Man, I want to bake a 1/2 & 1/2 cake now!

What about this guys...Neapolitan...choc. and strawberry on the outside, with vanilla batter in the middle?! Sounds yummy! I've done Neapolitan layered cakes before, but not in one pan. Yet another thing to try!

lynda-bob Posted 14 Aug 2008 , 7:41pm
post #19 of 23

Jennifer7777 wrote:

Quote:
Quote:

What about this guys...Neapolitan...choc. and strawberry on the outside, with vanilla batter in the middle?! Sounds yummy! I've done Neapolitan layered cakes before, but not in one pan. Yet another thing to try!
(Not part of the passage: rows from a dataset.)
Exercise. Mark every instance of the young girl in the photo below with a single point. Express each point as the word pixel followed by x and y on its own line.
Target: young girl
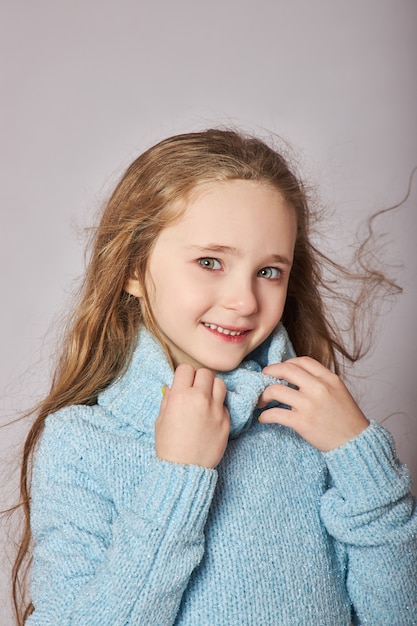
pixel 189 469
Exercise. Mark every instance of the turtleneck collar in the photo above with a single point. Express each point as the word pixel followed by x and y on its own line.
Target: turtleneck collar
pixel 135 397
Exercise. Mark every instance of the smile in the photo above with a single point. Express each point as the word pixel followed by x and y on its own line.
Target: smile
pixel 224 331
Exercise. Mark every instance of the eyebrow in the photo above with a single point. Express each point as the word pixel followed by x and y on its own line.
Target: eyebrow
pixel 213 248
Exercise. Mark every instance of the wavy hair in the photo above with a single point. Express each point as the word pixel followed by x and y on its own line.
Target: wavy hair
pixel 102 329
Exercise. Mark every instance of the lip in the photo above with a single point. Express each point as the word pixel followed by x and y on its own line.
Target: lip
pixel 233 334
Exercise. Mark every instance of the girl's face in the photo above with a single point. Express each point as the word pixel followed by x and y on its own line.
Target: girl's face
pixel 217 278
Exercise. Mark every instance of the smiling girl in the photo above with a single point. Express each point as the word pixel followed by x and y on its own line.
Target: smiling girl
pixel 188 467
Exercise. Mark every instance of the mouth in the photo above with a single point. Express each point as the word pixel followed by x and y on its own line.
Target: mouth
pixel 226 331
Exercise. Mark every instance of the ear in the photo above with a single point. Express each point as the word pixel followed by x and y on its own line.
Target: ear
pixel 134 287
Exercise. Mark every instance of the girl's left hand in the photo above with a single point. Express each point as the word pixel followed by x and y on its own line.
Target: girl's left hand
pixel 323 411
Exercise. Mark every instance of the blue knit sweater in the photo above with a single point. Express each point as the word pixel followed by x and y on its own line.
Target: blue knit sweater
pixel 279 534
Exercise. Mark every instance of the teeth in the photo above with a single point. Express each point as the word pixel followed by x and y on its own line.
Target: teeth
pixel 224 331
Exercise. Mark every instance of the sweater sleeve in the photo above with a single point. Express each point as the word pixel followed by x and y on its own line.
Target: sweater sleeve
pixel 96 565
pixel 370 511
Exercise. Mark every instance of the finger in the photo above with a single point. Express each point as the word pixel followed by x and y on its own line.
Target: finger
pixel 204 380
pixel 296 367
pixel 277 415
pixel 183 376
pixel 219 390
pixel 295 373
pixel 279 393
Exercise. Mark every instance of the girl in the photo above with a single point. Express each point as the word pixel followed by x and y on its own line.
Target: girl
pixel 189 469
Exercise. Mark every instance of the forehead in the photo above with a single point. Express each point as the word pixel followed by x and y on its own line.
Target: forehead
pixel 219 204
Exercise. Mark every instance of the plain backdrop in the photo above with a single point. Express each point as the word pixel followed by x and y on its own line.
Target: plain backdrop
pixel 88 84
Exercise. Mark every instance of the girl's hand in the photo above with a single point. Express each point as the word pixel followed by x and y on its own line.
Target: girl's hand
pixel 323 411
pixel 193 424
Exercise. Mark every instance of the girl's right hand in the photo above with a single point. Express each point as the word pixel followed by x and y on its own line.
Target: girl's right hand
pixel 193 424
I've done neapolitan before icon_smile.gif . I always tell people they have that option, but I've also had someone ask for chocolate, french vanilla, and yellow. Ooo oooh and one time I made chocolate, coconut, and mango frosted in coconut rum buttercream! icon_razz.gif Durlicious

Lynda

KieslerKakes Posted 14 Aug 2008 , 7:44pm
post #20 of 23

I use a spoon under one side of the pan and poor the vanilla or white cake mix first in the lower end of the pan. Then poor the chocolate in the higher end until it starts to roll to the middle of the pan and then remove the spoon. It's easy I do it all the time.
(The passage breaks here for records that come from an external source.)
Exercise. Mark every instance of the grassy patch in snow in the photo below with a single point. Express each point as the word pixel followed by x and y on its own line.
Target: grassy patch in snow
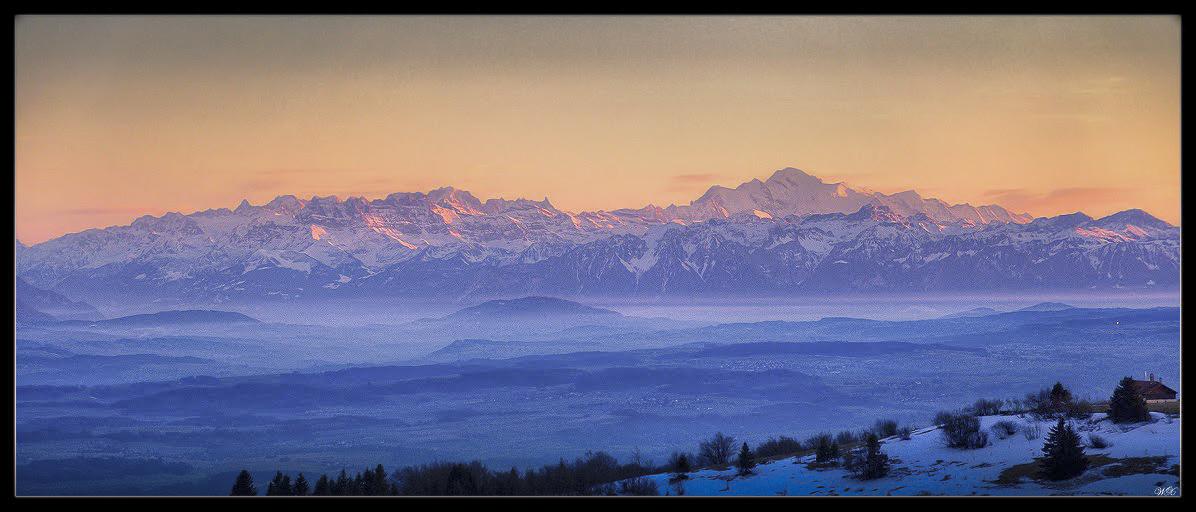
pixel 1116 467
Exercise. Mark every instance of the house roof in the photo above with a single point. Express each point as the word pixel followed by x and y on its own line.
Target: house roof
pixel 1153 389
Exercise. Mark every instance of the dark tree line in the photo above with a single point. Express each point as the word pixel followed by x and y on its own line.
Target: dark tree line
pixel 597 473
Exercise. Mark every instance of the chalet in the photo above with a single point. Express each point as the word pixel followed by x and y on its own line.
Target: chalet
pixel 1153 390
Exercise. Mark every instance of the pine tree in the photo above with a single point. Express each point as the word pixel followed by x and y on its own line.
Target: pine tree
pixel 341 487
pixel 1060 398
pixel 280 486
pixel 746 461
pixel 1063 453
pixel 827 451
pixel 244 485
pixel 378 485
pixel 323 487
pixel 300 487
pixel 1127 406
pixel 681 470
pixel 876 463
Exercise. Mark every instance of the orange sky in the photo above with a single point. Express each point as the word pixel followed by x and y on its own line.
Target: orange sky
pixel 120 116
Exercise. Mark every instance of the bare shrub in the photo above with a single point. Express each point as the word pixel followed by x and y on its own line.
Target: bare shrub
pixel 775 446
pixel 885 428
pixel 1032 431
pixel 639 487
pixel 717 450
pixel 984 407
pixel 962 431
pixel 1005 428
pixel 1098 442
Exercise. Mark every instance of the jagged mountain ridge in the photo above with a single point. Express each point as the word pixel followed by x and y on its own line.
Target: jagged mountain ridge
pixel 791 233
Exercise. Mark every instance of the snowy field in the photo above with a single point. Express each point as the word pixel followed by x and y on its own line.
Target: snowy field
pixel 922 465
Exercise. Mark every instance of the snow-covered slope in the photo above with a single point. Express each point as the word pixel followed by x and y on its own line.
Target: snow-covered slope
pixel 791 233
pixel 922 464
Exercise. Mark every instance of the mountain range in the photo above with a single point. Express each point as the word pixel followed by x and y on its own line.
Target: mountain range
pixel 788 235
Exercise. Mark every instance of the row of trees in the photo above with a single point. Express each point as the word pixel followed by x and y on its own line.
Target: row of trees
pixel 1124 406
pixel 1063 456
pixel 595 474
pixel 859 452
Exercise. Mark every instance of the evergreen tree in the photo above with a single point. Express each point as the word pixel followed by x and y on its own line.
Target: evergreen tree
pixel 1060 398
pixel 827 451
pixel 682 468
pixel 323 487
pixel 378 485
pixel 341 487
pixel 357 485
pixel 300 487
pixel 244 485
pixel 1127 406
pixel 280 486
pixel 872 463
pixel 1063 453
pixel 746 461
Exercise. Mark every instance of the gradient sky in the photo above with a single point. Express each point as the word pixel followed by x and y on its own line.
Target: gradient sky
pixel 122 116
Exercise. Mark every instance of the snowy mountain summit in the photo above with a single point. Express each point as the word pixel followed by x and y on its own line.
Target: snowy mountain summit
pixel 789 233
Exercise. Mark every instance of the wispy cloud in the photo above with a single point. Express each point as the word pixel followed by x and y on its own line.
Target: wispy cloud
pixel 1063 199
pixel 97 212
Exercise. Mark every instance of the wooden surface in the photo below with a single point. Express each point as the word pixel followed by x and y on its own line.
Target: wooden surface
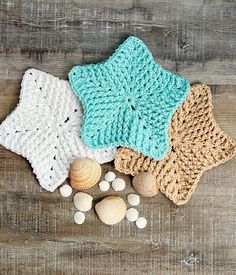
pixel 37 233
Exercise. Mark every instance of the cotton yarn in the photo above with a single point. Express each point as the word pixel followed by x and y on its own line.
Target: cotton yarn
pixel 128 100
pixel 197 144
pixel 45 129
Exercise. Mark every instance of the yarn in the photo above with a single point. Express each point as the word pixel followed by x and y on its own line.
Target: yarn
pixel 128 100
pixel 197 144
pixel 45 128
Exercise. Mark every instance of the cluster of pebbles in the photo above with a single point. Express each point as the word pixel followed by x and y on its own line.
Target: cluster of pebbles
pixel 85 173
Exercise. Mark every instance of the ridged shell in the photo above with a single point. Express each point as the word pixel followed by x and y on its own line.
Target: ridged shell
pixel 145 184
pixel 84 173
pixel 111 210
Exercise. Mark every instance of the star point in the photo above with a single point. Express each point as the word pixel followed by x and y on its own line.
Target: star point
pixel 45 128
pixel 197 145
pixel 128 100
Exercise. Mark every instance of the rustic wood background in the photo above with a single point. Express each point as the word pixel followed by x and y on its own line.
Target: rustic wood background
pixel 37 233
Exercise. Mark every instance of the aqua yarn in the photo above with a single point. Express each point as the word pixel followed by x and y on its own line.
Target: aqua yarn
pixel 128 100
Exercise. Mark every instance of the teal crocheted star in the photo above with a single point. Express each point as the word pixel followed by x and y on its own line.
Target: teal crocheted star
pixel 128 100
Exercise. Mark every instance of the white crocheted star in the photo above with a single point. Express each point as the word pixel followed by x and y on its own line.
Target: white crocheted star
pixel 45 128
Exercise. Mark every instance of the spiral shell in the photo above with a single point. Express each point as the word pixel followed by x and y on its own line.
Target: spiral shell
pixel 145 184
pixel 111 210
pixel 84 173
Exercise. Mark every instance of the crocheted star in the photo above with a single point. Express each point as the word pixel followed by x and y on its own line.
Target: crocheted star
pixel 128 100
pixel 45 128
pixel 197 144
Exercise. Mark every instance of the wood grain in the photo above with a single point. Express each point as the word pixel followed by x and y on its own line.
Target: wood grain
pixel 37 232
pixel 194 38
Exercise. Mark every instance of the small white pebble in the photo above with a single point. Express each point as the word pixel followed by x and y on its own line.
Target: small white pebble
pixel 83 201
pixel 104 185
pixel 133 199
pixel 141 222
pixel 110 176
pixel 65 190
pixel 79 217
pixel 132 214
pixel 118 184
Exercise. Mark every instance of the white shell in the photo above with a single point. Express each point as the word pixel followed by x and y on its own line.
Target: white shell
pixel 83 201
pixel 133 199
pixel 132 214
pixel 141 222
pixel 79 217
pixel 65 190
pixel 111 210
pixel 110 176
pixel 118 184
pixel 104 185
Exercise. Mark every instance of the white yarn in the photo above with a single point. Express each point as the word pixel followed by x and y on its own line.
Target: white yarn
pixel 45 128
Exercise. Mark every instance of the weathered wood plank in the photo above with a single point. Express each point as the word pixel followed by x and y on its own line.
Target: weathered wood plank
pixel 194 38
pixel 37 233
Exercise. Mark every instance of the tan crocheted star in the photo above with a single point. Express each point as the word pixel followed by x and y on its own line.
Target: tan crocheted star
pixel 197 144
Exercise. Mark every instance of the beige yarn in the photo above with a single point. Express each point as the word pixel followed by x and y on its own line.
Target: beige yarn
pixel 197 144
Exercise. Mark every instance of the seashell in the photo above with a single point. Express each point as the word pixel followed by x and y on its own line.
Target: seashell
pixel 141 222
pixel 132 214
pixel 110 176
pixel 118 184
pixel 111 210
pixel 145 184
pixel 133 199
pixel 83 201
pixel 84 173
pixel 79 217
pixel 65 190
pixel 104 185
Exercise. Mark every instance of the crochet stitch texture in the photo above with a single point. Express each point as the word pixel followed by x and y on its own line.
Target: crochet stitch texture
pixel 45 128
pixel 197 144
pixel 128 100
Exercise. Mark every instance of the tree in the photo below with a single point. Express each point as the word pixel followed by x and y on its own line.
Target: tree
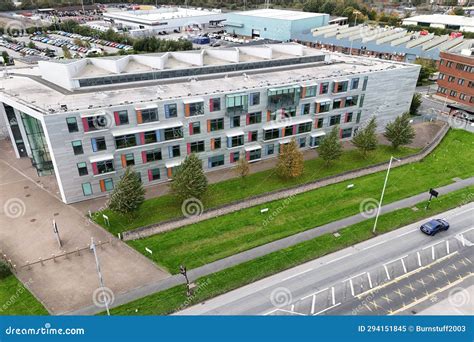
pixel 128 195
pixel 330 148
pixel 365 139
pixel 242 168
pixel 290 161
pixel 189 180
pixel 415 103
pixel 400 132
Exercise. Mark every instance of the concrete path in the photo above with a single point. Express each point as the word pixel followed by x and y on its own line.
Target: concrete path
pixel 66 282
pixel 270 247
fiddlesticks Posted 14 Aug 2008 , 7:45pm
post #21 of 23

I just took a 1/2 choc 1/2 white out of the oven !I did the Indydebi trick! I put a small saucer under one end of the pan and added my white batter then took the saucer away and added my choc batter ! Thanks again Debbie It worked like a charm!
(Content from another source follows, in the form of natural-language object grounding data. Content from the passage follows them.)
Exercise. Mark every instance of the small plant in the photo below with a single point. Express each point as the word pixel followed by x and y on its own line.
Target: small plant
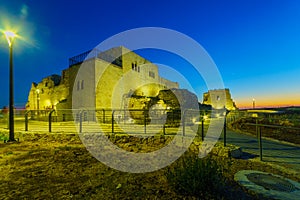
pixel 197 177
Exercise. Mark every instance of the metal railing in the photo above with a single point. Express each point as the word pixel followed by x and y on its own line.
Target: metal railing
pixel 111 121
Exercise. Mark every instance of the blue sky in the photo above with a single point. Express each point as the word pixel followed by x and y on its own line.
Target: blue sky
pixel 255 44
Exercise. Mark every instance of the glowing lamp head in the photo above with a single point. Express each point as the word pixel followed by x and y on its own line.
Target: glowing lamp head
pixel 9 36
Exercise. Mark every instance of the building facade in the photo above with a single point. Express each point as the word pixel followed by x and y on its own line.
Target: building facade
pixel 105 80
pixel 219 98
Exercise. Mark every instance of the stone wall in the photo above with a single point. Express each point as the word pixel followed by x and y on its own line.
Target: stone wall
pixel 219 98
pixel 104 83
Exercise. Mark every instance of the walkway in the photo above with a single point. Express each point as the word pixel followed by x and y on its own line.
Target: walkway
pixel 273 152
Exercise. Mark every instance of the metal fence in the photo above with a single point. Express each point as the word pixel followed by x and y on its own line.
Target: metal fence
pixel 139 121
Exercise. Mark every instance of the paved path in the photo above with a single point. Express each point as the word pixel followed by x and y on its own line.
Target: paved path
pixel 274 152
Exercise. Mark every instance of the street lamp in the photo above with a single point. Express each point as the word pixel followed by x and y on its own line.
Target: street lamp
pixel 10 39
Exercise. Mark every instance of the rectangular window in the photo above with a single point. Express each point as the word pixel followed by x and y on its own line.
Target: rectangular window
pixel 152 74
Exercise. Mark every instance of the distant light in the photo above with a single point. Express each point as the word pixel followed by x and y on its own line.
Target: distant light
pixel 9 36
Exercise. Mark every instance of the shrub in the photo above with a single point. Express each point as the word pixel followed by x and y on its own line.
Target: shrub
pixel 193 176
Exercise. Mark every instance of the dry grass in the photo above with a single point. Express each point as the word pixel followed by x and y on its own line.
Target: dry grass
pixel 57 166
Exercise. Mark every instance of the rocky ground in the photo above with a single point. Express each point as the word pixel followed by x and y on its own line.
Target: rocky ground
pixel 58 166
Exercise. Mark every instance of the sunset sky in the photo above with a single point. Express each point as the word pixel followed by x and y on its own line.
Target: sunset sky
pixel 255 44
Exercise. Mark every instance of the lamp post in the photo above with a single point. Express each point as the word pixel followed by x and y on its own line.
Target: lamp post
pixel 10 39
pixel 38 101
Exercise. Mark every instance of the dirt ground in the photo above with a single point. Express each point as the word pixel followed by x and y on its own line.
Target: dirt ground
pixel 58 166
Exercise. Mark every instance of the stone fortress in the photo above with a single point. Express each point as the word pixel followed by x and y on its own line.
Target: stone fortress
pixel 55 92
pixel 214 97
pixel 117 78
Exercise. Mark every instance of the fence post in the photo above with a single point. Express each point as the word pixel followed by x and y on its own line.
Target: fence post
pixel 256 127
pixel 26 120
pixel 80 121
pixel 260 143
pixel 112 121
pixel 50 120
pixel 225 132
pixel 103 116
pixel 183 123
pixel 202 129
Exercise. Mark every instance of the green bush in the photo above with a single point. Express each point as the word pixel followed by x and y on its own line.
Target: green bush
pixel 193 176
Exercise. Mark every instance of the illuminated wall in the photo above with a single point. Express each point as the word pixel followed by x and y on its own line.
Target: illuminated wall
pixel 106 83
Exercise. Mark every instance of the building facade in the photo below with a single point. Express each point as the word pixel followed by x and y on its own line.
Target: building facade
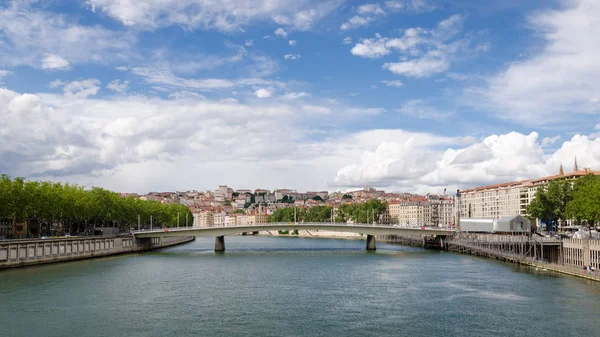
pixel 496 201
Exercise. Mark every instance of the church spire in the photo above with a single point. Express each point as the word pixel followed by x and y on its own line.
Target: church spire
pixel 561 172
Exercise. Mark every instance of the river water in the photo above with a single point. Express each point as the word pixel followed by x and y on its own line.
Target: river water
pixel 265 286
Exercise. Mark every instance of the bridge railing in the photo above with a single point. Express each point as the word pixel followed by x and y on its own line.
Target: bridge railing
pixel 292 224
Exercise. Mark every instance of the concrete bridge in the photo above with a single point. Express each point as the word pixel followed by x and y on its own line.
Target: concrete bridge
pixel 220 232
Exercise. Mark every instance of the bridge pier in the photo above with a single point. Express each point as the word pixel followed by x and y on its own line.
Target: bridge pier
pixel 371 242
pixel 220 243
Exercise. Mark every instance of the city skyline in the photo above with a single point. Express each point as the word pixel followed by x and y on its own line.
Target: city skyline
pixel 409 96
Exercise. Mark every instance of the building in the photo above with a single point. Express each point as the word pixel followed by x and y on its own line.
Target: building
pixel 203 219
pixel 429 210
pixel 513 198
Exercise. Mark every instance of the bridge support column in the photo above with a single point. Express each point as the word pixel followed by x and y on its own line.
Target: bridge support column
pixel 220 244
pixel 371 242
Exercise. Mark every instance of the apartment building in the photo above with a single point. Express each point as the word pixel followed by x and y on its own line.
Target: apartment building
pixel 429 210
pixel 513 198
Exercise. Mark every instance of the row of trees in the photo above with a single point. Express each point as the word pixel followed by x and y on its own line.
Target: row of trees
pixel 561 200
pixel 362 213
pixel 46 207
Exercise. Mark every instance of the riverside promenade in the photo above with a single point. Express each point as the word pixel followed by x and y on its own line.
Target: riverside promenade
pixel 21 253
pixel 568 256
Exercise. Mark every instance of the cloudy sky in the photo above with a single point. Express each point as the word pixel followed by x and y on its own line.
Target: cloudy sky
pixel 405 95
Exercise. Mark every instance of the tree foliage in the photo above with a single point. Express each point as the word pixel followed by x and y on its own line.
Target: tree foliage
pixel 563 200
pixel 51 208
pixel 361 213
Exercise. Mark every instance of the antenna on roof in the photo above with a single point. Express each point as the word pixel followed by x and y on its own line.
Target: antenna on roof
pixel 561 172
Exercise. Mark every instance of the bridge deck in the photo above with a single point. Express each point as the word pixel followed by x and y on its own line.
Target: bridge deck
pixel 230 230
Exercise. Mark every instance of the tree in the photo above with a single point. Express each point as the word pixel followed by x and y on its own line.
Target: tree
pixel 42 205
pixel 585 203
pixel 541 206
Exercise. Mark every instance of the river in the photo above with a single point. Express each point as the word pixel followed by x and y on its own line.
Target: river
pixel 266 286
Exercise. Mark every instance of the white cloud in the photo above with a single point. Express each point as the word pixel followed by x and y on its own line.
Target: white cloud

teacherandbaker Posted 14 Aug 2008 , 7:47pm
post #22 of 23

I use a cake board that I cut to fit in the pan. I wrap it with foil and hold it in the middle. I pour my white mix usually because it is thicker and won't run past the sides if I don't cut it exact. I then just grab the chocolate and pour it on the other side. This is at least one way you can do it if you don't have anyone to help you.

jennifer7777 Posted 15 Aug 2008 , 8:20pm
post #23 of 23
Quote:
Originally Posted by lynda-bob

I made chocolate, coconut, and mango frosted in coconut rum buttercream! icon_razz.gif Durlicious
Lynda




THIS sounds so yummy! Whoo, my "cakes to try list" just keeps getting bigger!